# Picture of Riddick



## Riddick's (May 8, 2011)

Attached is the reason I started getting into dog nutrition! Just a couple of Riddick to get started. He isn't a purebred by any standards! We have reason to believe he is corgi mixed with papillon but do not know for sure as we rescued him when he was about a year old.

Thanks for looking!


----------



## luvMyBRT (Mar 8, 2010)

Awwww! He is adorable! Love the one of him on the bed. What a good looking boy! :tongue:


----------



## 3Musketeers (Nov 4, 2010)

Heheh, yup I definitely see some pap in him. Then he has those short, stubbly Corgi legs lol.


----------



## Rottnk9s (Jun 28, 2010)

He is just adorable!!!


----------



## grissom_mom (Sep 27, 2010)

Oh my dog, sooo cute!

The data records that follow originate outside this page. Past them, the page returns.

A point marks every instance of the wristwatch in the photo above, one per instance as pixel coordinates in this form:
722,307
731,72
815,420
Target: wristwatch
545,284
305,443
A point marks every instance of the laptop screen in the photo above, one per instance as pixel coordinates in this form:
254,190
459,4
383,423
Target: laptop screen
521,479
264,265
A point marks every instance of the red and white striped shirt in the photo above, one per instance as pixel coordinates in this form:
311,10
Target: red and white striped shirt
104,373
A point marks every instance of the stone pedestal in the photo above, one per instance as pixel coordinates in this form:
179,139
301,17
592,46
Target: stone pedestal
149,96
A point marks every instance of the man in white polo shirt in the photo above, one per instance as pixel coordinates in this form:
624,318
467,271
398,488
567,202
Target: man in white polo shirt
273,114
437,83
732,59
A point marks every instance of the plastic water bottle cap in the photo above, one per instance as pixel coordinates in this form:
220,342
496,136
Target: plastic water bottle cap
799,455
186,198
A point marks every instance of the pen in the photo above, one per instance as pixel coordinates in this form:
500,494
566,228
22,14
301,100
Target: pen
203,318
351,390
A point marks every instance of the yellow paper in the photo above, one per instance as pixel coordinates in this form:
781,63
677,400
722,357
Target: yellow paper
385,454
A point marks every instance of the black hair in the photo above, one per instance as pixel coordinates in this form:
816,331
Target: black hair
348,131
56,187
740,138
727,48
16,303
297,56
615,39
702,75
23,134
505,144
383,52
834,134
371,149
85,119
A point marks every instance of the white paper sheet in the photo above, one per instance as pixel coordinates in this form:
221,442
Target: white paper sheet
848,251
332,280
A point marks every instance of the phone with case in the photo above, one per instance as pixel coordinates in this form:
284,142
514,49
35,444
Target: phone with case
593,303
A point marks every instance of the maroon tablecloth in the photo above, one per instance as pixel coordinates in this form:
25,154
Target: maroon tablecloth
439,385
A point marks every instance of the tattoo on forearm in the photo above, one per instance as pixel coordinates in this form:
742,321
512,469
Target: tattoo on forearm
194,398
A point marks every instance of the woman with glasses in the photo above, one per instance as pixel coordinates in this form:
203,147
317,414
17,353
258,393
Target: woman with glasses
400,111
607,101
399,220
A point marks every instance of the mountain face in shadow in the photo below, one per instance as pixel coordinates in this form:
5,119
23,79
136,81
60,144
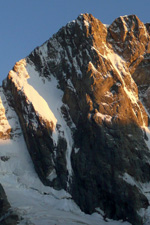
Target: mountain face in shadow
82,99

The fluffy ears, the stubby legs, the beautiful tri coloring...and he is doing the traditional belly-side-up corgi sleep! What a winner!


----------



## CorgiPaws (Mar 31, 2009)

Awh, what a good looking dog. I can totally see Corgi/Pap in him. Sooo cute.


----------



## Janet At Nutro (Mar 11, 2011)

Riddick is a real cutie!


----------



## Northwoods10 (Nov 22, 2010)

Adorable!!


----------